The discussion also turned towards the issue of translating The Magic Mountain: as well as English, amongst the group were speakers of Russian, Italian, French and Chinese – and of German who had read Mann’s original text. This was really helpful in allowing us to consider the various translations of the title, for example, which was mentioned for the first time in Russian press as the equivalent of “The Enchanted/Bewitched/Charmed Mountain”, before the novel was translated into Russian. Early translations in Italian appear as “La Montagna Incantata”; however, this has since been updated to “La Montagna Magica”. What is the difference between these translations and the original title? What different impressions do these translations have upon the reader? We came to the conclusion that the use of the passive voice in these instances enhances the mountain’s fairy tale quality: the dualities of the text are perhaps experienced more allegorically, and it is perhaps more apparent that Hans is under some sort of spell. To be enchanted as opposed to simply “magic” suggests, more sinisterly, that the mountain has been put under a spell, one which has trapped the residents of the sanatorium in a timeless vacuum from which they can never leave.
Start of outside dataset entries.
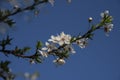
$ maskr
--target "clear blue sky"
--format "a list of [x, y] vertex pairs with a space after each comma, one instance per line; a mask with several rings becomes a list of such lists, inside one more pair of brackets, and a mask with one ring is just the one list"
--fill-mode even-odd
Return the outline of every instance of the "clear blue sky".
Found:
[[[40, 72], [38, 80], [120, 80], [120, 1], [119, 0], [56, 0], [54, 7], [50, 4], [41, 7], [37, 17], [25, 13], [18, 14], [16, 28], [10, 32], [14, 38], [13, 46], [31, 46], [34, 52], [36, 41], [46, 42], [51, 35], [64, 31], [71, 35], [84, 34], [88, 30], [88, 17], [93, 22], [100, 21], [100, 13], [109, 10], [114, 17], [114, 29], [109, 37], [102, 30], [96, 31], [93, 40], [85, 49], [75, 47], [77, 53], [71, 55], [66, 64], [55, 67], [53, 58], [47, 58], [42, 64], [31, 65], [27, 60], [14, 56], [10, 67], [15, 73]], [[18, 77], [16, 80], [22, 80]]]

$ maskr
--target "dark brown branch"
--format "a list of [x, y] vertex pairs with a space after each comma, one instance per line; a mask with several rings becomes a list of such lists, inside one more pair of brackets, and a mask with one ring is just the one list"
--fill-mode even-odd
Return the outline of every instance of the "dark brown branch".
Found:
[[36, 55], [33, 54], [33, 55], [23, 55], [23, 54], [19, 54], [19, 53], [16, 53], [15, 50], [0, 50], [1, 53], [5, 54], [5, 55], [8, 55], [8, 54], [11, 54], [11, 55], [14, 55], [16, 57], [20, 57], [20, 58], [35, 58]]
[[13, 15], [16, 15], [16, 14], [18, 14], [18, 13], [20, 13], [20, 12], [24, 12], [24, 11], [26, 11], [26, 10], [32, 10], [35, 6], [37, 6], [37, 5], [39, 5], [39, 4], [42, 4], [42, 3], [46, 3], [47, 1], [48, 1], [48, 0], [43, 0], [43, 1], [34, 2], [32, 5], [27, 6], [27, 7], [23, 8], [23, 9], [18, 8], [16, 11], [13, 11], [13, 12], [11, 12], [10, 14], [7, 14], [7, 15], [1, 17], [1, 18], [0, 18], [0, 22], [4, 21], [4, 20], [7, 19], [8, 17], [13, 16]]

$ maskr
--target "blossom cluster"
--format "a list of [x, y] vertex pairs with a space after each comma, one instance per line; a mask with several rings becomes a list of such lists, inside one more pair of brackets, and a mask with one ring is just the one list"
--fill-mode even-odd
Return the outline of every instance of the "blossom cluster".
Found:
[[[97, 24], [98, 26], [92, 26], [91, 29], [93, 28], [96, 30], [98, 27], [103, 27], [106, 33], [110, 32], [113, 29], [113, 18], [109, 15], [109, 11], [101, 13], [101, 17], [102, 21], [99, 23], [100, 26]], [[90, 17], [88, 20], [91, 22], [93, 19]], [[63, 65], [66, 63], [65, 59], [68, 58], [70, 54], [76, 53], [73, 45], [76, 44], [80, 48], [86, 48], [88, 40], [91, 38], [91, 36], [88, 35], [91, 35], [94, 31], [91, 31], [91, 29], [83, 36], [79, 35], [77, 37], [72, 37], [70, 34], [65, 34], [64, 32], [61, 32], [56, 36], [51, 35], [51, 38], [45, 42], [45, 47], [38, 49], [37, 52], [42, 58], [47, 58], [49, 55], [53, 55], [55, 57], [53, 62], [57, 65]]]
[[[57, 56], [54, 63], [62, 65], [65, 63], [65, 58], [68, 57], [70, 53], [76, 53], [73, 48], [72, 36], [61, 32], [57, 36], [51, 36], [48, 42], [45, 43], [45, 47], [38, 50], [42, 57], [48, 57], [50, 54]], [[79, 37], [80, 38], [80, 37]], [[81, 48], [85, 48], [87, 45], [87, 38], [77, 39], [74, 38], [74, 43], [79, 45]]]
[[102, 17], [102, 20], [104, 21], [104, 31], [108, 33], [113, 29], [113, 24], [112, 24], [112, 21], [113, 21], [113, 17], [109, 15], [109, 11], [106, 10], [105, 12], [101, 13], [100, 14], [101, 17]]

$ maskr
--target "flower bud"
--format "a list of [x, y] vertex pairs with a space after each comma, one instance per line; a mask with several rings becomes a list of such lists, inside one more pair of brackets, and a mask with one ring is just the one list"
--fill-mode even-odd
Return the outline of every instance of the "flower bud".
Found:
[[89, 22], [91, 22], [92, 20], [93, 20], [93, 18], [92, 18], [92, 17], [89, 17], [89, 18], [88, 18], [88, 21], [89, 21]]
[[35, 60], [31, 59], [30, 64], [35, 64]]
[[61, 64], [61, 65], [62, 65], [62, 64], [65, 64], [65, 60], [64, 60], [64, 59], [59, 59], [59, 60], [58, 60], [58, 63]]
[[65, 60], [64, 59], [58, 59], [57, 60], [53, 60], [54, 63], [58, 64], [58, 65], [63, 65], [65, 64]]
[[108, 11], [108, 10], [106, 10], [104, 13], [105, 13], [106, 15], [109, 15], [109, 11]]

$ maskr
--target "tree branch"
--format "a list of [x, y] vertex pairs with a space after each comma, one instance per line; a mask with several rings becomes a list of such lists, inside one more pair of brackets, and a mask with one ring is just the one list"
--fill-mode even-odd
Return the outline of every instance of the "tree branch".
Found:
[[3, 16], [3, 17], [0, 17], [0, 22], [4, 21], [4, 20], [7, 19], [8, 17], [13, 16], [13, 15], [15, 15], [15, 14], [18, 14], [18, 13], [20, 13], [20, 12], [24, 12], [24, 11], [26, 11], [26, 10], [32, 10], [32, 9], [35, 8], [35, 6], [37, 6], [37, 5], [39, 5], [39, 4], [42, 4], [42, 3], [46, 3], [46, 2], [48, 2], [48, 0], [43, 0], [43, 1], [34, 2], [32, 5], [27, 6], [27, 7], [23, 8], [23, 9], [18, 8], [18, 9], [16, 9], [16, 11], [11, 11], [11, 13], [9, 13], [9, 14]]
[[35, 54], [26, 56], [26, 55], [23, 55], [23, 54], [16, 53], [15, 50], [0, 50], [0, 52], [5, 54], [6, 56], [11, 54], [11, 55], [14, 55], [14, 56], [20, 57], [20, 58], [34, 58], [36, 56]]
[[[101, 23], [103, 23], [103, 22], [101, 22]], [[100, 29], [102, 27], [102, 25], [100, 25], [100, 24], [96, 25], [96, 27], [95, 27], [94, 30], [91, 27], [84, 35], [82, 35], [82, 37], [77, 37], [71, 43], [74, 43], [74, 42], [76, 42], [76, 40], [79, 40], [81, 38], [87, 38], [89, 34], [93, 33], [95, 30]], [[47, 52], [47, 53], [48, 54], [50, 54], [50, 53], [56, 53], [58, 50], [64, 48], [65, 46], [66, 46], [66, 44], [64, 44], [62, 46], [59, 46], [57, 49], [54, 49], [54, 50], [52, 50], [50, 52]], [[5, 55], [11, 54], [11, 55], [14, 55], [14, 56], [17, 56], [17, 57], [20, 57], [20, 58], [28, 58], [28, 59], [35, 59], [37, 56], [40, 56], [40, 54], [36, 55], [36, 53], [32, 54], [32, 55], [23, 55], [23, 54], [20, 54], [20, 53], [16, 53], [15, 50], [0, 50], [0, 52], [3, 53], [3, 54], [5, 54]], [[57, 55], [57, 53], [56, 53], [56, 55]]]

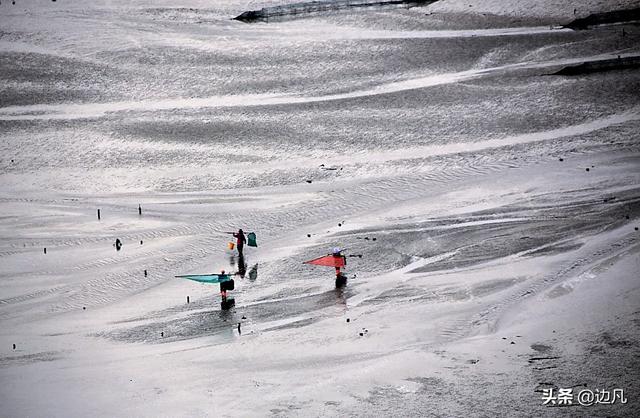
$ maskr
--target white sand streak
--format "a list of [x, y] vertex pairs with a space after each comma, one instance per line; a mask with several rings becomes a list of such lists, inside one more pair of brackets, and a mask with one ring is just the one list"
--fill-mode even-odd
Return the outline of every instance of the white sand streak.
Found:
[[528, 144], [532, 142], [548, 141], [574, 135], [583, 135], [614, 125], [640, 120], [640, 107], [635, 107], [626, 112], [605, 118], [595, 119], [589, 122], [566, 126], [548, 131], [532, 132], [504, 138], [488, 139], [470, 143], [452, 143], [445, 145], [426, 145], [397, 150], [385, 150], [381, 152], [351, 153], [348, 157], [336, 157], [331, 160], [339, 163], [384, 163], [389, 161], [406, 160], [408, 158], [427, 158], [437, 155], [457, 154], [461, 152], [478, 152], [491, 148], [500, 148], [513, 145]]

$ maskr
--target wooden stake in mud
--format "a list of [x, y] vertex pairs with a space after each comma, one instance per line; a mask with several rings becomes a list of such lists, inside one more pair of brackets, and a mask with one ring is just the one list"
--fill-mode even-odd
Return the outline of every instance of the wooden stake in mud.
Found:
[[47, 253], [47, 247], [44, 247], [44, 253], [45, 254]]
[[187, 303], [189, 303], [189, 296], [187, 296]]
[[98, 209], [98, 220], [100, 220], [100, 209]]
[[138, 204], [138, 215], [142, 215], [142, 206]]

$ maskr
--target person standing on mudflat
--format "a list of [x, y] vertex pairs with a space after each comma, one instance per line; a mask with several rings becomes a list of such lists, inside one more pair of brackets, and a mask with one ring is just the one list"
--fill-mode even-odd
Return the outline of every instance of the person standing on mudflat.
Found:
[[242, 232], [242, 228], [238, 229], [238, 232], [232, 233], [235, 238], [238, 239], [236, 242], [236, 248], [238, 249], [238, 254], [242, 255], [242, 250], [244, 248], [244, 244], [247, 242], [247, 238], [244, 236], [244, 232]]

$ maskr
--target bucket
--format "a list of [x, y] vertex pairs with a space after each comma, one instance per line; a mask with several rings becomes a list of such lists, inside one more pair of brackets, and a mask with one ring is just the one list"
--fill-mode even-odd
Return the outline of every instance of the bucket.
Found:
[[233, 250], [235, 248], [236, 244], [234, 244], [233, 242], [229, 242], [227, 244], [227, 247], [229, 247], [230, 250]]
[[249, 235], [247, 235], [247, 245], [249, 247], [257, 247], [258, 243], [256, 242], [256, 234], [255, 232], [250, 232]]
Similarities were brought up between this and Mozart’s “The Magic Flute” which is also based around enchantment and dualism and what comes between, which the music is able to give voice to a fairy tale dualism of good versus evil, magic versus realism, love versus lust, to name a few.

Finally, one thing which we all agreed upon was the humour of the text. Despite some of the heavier subject matters Mann explores, and the fact of being in a sanatorium where everyone is suffering various afflictions, this novel does not take itself too seriously. Mann’s heavy use of irony through dialogue and characterisation in The Magic Mountain make it incredibly enjoyable to read. Moments like Joachim’s description of the bodies being transported down the mountain in bobsleds and the “half-lung club” are so unexpected and witty in a text many approach with the apprehension of reading such an influential and celebrated work.

We were left questioning the relevance of conventional time and its absence in our lives at the moment, the unavoidable condition of sickness that everyone is forced to confront to some degree, the recurrent question of translating and what this means for readers in different languages, social and spiritual understandings of the symbol of the mountain itself, and the realisation that many dualities we came across in this text revealed themselves to be more ambiguous and even convergent in their nature. Perhaps we can use this novel to consider misconceptions about oppositions in our contemporary world: those of sickness/health, art/technology, reason/irrationality. In the words of Igor Reyner who prompted Jennifer to suggest this wonderful book, “The Magic Mountain is a lesson on how to deal with all sorts of ailments and illnesses; those of the body as well as those of the society. It teaches us how pointless [it] is to fight what happens to us and how to fearlessly engage with the deterioration of life and time that in a way or another will befall upon us all. And all of that with unparalleled sense of humour.”